Plusieurs cours d'eau surveillés de près au Québec

Divers cours d'eau du Québec feront l'objet d'une surveillance étroite pendant la semaine à venir en cette période de crue printanière.
Le personnel d'Hydro Météo, qui se spécialise dans la gestion des risques liés aux inondations, entend regarder de près les rivières des Mille Îles, des Prairies et des Outaouais, ainsi que le fleuve Saint-Laurent à proximité du lac Saint-Pierre.
Il a également l'intention de tenir les embouchures des rivières Richelieu et Bécancour à l'oeil.
Selon le directeur des opérations d'Hydro Météo, Pierre Corbin, qui a été joint par La Presse canadienne dimanche matin, les températures douces et les précipitations prévues au cours des prochains jours pourraient faire grimper le niveau des eaux un peu partout dans la province.
Les habitants de plusieurs municipalités et villes du Québec, incluant Sorel-Tracy, Pointe-Calumet, Contrecoeur, Bécancour et Lanoraie, gagneront à demeurer aux aguets.

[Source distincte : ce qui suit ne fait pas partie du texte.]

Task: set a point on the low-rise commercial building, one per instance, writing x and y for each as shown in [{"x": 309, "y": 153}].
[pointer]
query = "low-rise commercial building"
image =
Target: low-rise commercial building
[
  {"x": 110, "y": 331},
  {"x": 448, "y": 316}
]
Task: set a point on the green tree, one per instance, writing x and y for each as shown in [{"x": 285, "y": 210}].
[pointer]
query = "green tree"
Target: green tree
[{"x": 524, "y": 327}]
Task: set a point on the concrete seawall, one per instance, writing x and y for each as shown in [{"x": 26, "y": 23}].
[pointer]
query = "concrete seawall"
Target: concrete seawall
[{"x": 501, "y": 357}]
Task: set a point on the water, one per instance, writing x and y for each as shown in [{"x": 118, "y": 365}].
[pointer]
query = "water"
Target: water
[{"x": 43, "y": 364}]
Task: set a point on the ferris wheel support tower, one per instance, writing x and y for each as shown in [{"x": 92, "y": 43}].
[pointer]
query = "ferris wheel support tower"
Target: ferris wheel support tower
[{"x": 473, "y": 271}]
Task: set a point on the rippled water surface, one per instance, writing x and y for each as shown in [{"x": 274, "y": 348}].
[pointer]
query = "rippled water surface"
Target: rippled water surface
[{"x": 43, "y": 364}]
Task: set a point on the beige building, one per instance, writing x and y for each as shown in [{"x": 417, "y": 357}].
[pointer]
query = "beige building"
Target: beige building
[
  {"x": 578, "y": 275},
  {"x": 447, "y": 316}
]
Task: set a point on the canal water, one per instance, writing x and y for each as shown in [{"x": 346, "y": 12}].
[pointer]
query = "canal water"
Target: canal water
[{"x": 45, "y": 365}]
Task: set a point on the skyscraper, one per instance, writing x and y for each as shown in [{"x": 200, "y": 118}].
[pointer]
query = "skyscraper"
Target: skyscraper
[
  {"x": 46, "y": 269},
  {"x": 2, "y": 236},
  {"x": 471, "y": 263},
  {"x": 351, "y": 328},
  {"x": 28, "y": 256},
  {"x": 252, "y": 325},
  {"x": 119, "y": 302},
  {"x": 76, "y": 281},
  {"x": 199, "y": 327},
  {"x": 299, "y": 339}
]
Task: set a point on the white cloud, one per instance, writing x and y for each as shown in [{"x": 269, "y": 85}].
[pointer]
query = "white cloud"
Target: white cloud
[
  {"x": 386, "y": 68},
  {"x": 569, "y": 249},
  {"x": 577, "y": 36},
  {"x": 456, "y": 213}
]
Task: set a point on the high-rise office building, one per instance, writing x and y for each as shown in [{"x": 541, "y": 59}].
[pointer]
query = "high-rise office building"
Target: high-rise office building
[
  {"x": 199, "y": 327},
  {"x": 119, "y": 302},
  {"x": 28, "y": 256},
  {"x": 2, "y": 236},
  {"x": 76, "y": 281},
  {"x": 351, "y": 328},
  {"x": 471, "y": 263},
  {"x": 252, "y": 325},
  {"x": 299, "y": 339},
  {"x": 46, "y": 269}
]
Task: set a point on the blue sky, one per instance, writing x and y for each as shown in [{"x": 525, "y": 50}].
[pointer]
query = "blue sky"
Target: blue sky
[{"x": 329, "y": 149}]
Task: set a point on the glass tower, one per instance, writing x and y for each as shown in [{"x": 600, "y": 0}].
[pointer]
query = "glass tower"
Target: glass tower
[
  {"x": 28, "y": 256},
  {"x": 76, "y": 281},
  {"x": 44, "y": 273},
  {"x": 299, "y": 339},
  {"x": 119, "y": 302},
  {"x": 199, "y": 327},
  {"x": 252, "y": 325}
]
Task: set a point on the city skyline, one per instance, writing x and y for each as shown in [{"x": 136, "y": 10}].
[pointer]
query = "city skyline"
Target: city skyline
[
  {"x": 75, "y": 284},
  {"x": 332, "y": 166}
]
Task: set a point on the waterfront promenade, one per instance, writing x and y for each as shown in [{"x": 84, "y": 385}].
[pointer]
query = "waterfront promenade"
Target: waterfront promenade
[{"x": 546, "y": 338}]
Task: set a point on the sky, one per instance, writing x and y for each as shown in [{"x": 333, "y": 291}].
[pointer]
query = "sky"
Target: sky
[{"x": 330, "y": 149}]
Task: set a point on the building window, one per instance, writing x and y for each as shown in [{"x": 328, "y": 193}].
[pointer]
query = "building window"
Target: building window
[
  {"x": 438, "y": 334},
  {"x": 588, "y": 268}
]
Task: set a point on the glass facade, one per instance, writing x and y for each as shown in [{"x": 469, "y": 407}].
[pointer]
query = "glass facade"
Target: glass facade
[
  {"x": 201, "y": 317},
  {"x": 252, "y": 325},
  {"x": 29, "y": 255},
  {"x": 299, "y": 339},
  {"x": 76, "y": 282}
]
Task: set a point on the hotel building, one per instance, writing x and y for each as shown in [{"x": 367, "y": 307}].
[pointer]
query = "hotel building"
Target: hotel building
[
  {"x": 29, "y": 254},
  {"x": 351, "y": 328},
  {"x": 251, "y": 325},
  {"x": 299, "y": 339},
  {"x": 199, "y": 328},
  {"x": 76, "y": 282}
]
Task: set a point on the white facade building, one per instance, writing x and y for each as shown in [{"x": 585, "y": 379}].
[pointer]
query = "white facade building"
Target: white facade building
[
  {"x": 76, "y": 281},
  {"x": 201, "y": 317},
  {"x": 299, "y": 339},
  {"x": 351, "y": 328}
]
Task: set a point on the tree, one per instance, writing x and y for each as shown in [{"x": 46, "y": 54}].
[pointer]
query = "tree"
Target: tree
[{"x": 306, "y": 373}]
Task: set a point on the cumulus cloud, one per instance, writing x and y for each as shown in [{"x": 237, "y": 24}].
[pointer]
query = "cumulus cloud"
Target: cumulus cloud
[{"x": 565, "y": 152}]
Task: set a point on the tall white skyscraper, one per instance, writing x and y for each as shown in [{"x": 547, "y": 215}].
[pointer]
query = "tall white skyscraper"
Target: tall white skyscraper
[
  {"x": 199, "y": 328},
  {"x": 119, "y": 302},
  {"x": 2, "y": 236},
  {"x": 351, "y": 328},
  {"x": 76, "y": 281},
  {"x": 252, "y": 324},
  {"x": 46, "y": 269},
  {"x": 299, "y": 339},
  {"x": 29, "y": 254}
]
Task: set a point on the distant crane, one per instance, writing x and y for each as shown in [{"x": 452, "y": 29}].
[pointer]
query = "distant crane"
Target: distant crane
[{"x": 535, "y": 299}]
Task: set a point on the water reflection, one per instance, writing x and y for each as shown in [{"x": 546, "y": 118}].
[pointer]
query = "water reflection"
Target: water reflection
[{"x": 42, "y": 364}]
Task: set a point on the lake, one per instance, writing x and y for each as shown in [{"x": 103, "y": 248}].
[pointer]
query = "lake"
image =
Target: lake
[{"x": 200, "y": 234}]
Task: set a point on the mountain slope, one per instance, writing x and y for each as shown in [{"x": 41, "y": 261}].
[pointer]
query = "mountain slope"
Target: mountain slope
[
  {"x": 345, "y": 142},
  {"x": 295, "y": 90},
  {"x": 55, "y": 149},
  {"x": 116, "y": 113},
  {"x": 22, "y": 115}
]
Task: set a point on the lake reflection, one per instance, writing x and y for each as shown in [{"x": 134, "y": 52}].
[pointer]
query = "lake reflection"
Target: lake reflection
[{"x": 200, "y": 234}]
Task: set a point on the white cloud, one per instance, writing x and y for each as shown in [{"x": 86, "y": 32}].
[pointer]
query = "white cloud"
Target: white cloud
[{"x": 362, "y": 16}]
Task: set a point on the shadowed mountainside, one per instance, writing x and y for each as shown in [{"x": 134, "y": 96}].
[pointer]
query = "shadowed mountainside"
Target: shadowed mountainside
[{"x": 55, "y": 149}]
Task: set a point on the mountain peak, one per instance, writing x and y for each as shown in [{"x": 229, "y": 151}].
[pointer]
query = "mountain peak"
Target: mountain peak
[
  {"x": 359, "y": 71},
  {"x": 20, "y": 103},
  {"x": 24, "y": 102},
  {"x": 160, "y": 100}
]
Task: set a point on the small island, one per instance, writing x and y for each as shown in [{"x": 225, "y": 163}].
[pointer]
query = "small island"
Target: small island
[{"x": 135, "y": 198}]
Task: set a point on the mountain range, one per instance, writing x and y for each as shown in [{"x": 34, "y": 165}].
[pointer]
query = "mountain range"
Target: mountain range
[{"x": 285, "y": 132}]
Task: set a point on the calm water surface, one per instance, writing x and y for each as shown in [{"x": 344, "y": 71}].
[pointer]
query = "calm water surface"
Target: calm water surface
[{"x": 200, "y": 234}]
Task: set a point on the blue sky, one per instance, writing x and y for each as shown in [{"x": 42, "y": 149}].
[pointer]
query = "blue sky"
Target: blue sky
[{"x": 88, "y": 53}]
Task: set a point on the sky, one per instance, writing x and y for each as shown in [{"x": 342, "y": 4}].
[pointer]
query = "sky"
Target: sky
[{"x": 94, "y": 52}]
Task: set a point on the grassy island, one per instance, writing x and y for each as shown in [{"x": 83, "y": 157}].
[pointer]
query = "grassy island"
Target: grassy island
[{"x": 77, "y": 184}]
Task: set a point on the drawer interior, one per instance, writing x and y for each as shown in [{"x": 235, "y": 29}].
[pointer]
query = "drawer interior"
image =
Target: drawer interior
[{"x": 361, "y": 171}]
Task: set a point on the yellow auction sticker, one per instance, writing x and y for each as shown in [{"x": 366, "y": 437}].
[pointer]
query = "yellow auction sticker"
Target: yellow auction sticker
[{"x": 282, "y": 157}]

M. Corbin a souligné qu'«il y a bien d'autres sites qu'il faudra surveiller durant la prochaine semaine parce qu'il y reste de la glace» en abondance.

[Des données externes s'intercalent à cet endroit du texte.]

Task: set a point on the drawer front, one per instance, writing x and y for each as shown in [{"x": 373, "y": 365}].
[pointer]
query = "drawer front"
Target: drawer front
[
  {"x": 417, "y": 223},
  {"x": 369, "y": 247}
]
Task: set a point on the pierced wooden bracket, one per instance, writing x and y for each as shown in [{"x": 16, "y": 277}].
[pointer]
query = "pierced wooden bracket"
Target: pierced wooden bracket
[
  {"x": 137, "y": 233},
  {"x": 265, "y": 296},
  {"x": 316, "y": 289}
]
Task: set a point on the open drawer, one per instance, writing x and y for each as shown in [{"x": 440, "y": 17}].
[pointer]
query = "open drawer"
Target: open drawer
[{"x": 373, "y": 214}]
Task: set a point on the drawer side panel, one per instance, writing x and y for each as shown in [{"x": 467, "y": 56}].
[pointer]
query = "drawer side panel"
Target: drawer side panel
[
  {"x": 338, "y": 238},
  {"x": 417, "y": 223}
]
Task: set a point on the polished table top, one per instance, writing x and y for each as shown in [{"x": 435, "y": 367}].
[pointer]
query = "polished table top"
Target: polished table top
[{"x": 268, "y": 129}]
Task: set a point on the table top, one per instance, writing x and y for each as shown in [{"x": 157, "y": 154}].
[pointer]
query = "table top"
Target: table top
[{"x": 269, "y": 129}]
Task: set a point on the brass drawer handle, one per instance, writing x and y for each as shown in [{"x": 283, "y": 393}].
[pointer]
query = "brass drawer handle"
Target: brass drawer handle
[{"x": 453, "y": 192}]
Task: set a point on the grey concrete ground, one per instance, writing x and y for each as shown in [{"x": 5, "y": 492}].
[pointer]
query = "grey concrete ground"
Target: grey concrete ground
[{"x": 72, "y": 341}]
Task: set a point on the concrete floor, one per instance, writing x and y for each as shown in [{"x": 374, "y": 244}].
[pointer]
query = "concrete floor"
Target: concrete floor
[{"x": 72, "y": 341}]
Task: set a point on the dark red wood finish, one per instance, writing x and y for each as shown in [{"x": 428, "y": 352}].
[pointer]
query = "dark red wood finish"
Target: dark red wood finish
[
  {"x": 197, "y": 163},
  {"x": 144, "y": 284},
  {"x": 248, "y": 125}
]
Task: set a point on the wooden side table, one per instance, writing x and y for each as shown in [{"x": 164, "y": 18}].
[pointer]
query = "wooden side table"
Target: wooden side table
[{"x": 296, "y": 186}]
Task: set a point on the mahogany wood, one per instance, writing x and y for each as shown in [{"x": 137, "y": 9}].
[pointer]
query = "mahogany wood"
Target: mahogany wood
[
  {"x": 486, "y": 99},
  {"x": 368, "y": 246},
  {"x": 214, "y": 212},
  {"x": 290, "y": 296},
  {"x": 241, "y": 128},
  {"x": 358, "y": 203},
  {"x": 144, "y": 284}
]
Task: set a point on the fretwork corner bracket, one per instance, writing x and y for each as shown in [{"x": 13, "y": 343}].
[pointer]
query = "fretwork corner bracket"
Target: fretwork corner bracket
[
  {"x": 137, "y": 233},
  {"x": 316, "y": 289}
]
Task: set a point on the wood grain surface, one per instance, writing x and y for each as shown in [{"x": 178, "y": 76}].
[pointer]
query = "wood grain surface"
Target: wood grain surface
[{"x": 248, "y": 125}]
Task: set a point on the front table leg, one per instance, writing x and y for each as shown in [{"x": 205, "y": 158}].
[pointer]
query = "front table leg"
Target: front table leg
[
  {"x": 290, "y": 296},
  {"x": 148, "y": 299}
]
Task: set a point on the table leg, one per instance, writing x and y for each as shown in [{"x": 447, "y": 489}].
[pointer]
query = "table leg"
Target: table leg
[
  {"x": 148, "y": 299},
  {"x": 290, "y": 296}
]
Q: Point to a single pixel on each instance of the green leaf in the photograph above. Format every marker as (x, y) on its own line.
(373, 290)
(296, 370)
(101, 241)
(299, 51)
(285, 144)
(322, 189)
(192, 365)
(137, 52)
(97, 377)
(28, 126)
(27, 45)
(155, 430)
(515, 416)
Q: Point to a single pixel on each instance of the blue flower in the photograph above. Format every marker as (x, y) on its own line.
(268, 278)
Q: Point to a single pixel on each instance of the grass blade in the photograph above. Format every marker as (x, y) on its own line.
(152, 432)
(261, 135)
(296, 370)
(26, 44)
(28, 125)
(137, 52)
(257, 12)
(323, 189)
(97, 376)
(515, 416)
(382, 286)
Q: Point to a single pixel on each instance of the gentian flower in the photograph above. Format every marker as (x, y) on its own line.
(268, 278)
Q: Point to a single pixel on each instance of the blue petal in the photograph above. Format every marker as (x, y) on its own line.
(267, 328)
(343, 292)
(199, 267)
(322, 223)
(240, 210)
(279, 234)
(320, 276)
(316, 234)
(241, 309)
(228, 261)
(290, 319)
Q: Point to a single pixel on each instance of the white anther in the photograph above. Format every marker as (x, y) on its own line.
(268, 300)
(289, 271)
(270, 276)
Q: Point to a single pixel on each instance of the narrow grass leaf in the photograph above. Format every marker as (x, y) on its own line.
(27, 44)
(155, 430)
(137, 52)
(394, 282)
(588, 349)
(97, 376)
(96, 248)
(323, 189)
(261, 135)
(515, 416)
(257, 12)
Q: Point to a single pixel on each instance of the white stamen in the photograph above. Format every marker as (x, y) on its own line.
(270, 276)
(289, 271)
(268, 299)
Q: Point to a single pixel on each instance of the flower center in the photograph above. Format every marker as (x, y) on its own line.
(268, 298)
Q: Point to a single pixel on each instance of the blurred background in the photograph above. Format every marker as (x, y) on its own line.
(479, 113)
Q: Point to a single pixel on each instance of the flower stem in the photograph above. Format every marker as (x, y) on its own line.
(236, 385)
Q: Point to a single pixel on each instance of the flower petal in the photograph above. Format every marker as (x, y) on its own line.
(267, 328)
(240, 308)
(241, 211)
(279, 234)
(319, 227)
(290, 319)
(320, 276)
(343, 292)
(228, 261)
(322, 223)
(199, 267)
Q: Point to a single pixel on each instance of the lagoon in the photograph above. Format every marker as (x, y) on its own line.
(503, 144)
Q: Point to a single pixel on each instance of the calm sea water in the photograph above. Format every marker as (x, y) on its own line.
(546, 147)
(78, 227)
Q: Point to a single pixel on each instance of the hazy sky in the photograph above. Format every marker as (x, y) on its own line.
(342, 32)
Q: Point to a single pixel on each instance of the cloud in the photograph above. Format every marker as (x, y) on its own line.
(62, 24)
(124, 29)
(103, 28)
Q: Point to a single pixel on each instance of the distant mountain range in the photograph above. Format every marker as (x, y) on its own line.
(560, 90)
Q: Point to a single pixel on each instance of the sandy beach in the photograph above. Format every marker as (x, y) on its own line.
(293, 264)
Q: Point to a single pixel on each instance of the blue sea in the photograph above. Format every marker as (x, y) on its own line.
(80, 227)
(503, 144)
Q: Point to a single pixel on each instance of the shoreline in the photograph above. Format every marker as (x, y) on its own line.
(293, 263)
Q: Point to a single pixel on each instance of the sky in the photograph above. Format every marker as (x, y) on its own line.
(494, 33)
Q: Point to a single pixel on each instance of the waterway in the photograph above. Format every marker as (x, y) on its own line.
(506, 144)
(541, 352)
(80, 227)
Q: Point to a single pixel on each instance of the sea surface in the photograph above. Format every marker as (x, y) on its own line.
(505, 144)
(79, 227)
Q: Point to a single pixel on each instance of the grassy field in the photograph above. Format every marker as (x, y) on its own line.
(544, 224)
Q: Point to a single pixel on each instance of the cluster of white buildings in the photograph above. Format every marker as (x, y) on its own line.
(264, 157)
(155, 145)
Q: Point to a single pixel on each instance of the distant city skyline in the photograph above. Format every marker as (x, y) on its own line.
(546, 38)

Il a fait allusion à un exemple un particulier: le bassin versant de la rivière Chaudière.
«Quand il y aura un courant suffisamment fort, il y aura de la glace qui va se mettre en mouvement. Il faudra redoubler de vigilance puisque des amoncellements ou des embâcles pourraient alors se former», a-t-il expliqué.
Cette fin de semaine, il y a eu des inondations au nord de la métropole, notamment à Sainte-Thérèse.
Coiteux se fait rassurant
Malgré ces pronostics peu encourageants, le ministre provincial de la Sécurité publique, Martin Coiteux, a tenu à se montrer rassurant.
Alors qu'il était de passage à Montréal dimanche avant-midi, il a déclaré, en parlant de la crue printanière, que «de façon générale, la situation s'est améliorée au cours des 24 dernières heures».
Le ministre a enchaîné en faisant valoir qu'il y a certes eu des inondations au nord de la métropole, notamment à Sainte-Thérèse, mais que «les actions y ont été rapides et conformes au plan d'urgence qui était prévu».
Il a notamment spécifié qu'une réunion d'information a déjà eu lieu dans cette ville des Laurentides pour que les sinistrés «soient dûment avisés de toutes les procédures pour savoir comment faire des réclamations».
«Quand il y a des inondations, les équipes du ministère de la Sécurité publique sont sur place, elles travaillent étroitement avec les autorités des municipalités touchées, et dès qu'une demande est faite, elle m'est transmise pour que je puisse rapidement procéder à la signature d'un décret», ce qui ouvre la porte à des compensations, a-t-il ajouté.
«Je ne lésine pas là-dessus», a assuré M. Coiteux.